As we think of women who helped humanity reach space, we must highlight the accomplishments of Mae Jemison, who became the first African American woman to travel into space in 1992. As a physician and an engineer, Mae made significant contributions to science education through her work as a science communicator.
The profound work and contributions of Black women in STEM continue today and have been crucial to shaping our modern world. Dr. Kizzmekia Corbett, a viral immunologist, played a critical role in developing the Moderna COVID-19 vaccine. A development that saved and continues to save millions of lives daily. Dr. Corbett’s work of over a decade in vaccine development has been instrumental in responding to the COVID-19 pandemic.
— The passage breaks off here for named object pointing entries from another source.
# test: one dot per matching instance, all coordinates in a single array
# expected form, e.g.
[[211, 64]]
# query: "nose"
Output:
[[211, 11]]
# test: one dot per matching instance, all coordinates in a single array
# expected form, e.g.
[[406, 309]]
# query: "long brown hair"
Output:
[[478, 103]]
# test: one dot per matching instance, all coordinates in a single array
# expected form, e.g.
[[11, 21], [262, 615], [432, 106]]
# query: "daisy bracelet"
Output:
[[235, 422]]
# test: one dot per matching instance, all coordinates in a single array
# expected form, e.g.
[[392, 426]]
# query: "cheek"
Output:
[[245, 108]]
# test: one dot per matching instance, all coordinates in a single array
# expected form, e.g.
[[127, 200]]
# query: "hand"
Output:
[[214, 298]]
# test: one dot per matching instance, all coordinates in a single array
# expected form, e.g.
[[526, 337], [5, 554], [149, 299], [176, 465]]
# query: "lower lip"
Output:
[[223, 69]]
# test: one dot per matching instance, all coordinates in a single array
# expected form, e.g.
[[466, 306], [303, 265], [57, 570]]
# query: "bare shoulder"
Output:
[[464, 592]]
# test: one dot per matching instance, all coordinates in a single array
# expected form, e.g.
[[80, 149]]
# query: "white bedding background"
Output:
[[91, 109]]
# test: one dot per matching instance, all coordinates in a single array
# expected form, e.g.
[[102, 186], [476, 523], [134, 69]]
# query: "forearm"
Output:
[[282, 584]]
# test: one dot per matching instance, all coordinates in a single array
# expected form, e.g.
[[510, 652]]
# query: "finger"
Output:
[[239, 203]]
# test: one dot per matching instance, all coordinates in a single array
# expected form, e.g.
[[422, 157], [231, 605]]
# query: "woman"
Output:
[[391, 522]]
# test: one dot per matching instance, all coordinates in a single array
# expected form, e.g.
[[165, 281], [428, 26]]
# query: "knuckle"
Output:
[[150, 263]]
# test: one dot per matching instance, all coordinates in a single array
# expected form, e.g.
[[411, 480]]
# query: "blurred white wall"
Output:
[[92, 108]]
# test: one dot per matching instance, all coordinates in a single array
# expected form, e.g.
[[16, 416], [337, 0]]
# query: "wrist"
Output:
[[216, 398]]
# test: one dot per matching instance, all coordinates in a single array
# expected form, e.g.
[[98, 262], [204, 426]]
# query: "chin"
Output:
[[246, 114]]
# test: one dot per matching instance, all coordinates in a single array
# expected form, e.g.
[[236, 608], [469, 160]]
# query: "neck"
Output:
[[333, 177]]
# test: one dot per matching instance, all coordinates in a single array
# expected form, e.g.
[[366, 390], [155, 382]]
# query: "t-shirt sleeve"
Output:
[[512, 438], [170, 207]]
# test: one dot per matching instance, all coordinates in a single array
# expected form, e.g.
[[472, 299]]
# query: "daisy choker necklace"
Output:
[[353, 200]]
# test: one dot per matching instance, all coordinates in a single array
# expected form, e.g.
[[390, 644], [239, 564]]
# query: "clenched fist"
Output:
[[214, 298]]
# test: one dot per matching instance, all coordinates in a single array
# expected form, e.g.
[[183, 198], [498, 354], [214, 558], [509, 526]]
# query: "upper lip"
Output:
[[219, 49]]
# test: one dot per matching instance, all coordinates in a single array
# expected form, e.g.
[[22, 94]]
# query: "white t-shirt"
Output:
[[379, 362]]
We have acknowledged only a few of the many women, like Rebecca Cole, Katherine Johnson, and Dr. Kizzmekia Corbett, who has played a vital role in advancing science and technology. These trailblazers continue to serve as models for new leaders in the STEM fields, like Alena Wicker, who was accepted into medical school in 2022 at 13, making her the youngest Black medical student and the second-youngest medical student overall in US History.
Stories like these prove how much one can succeed when allowed to achieve. At the Los Angeles Urban League, we are committed to helping bridge the gap and building pathways to careers in the STEM fields for our communities. With our STEM programs like this summer’s Oceanography Camp and our continued partnership with Bridge Builders, we create brighter futures every day.
We are thankful for the Black women who helped to inspire and uplift a generation of changemakers, regardless of hurdles or circumstances. Their achievements are a testament to the power of perseverance, determination, and passion for their work, and their legacies will continue to inspire generations to come.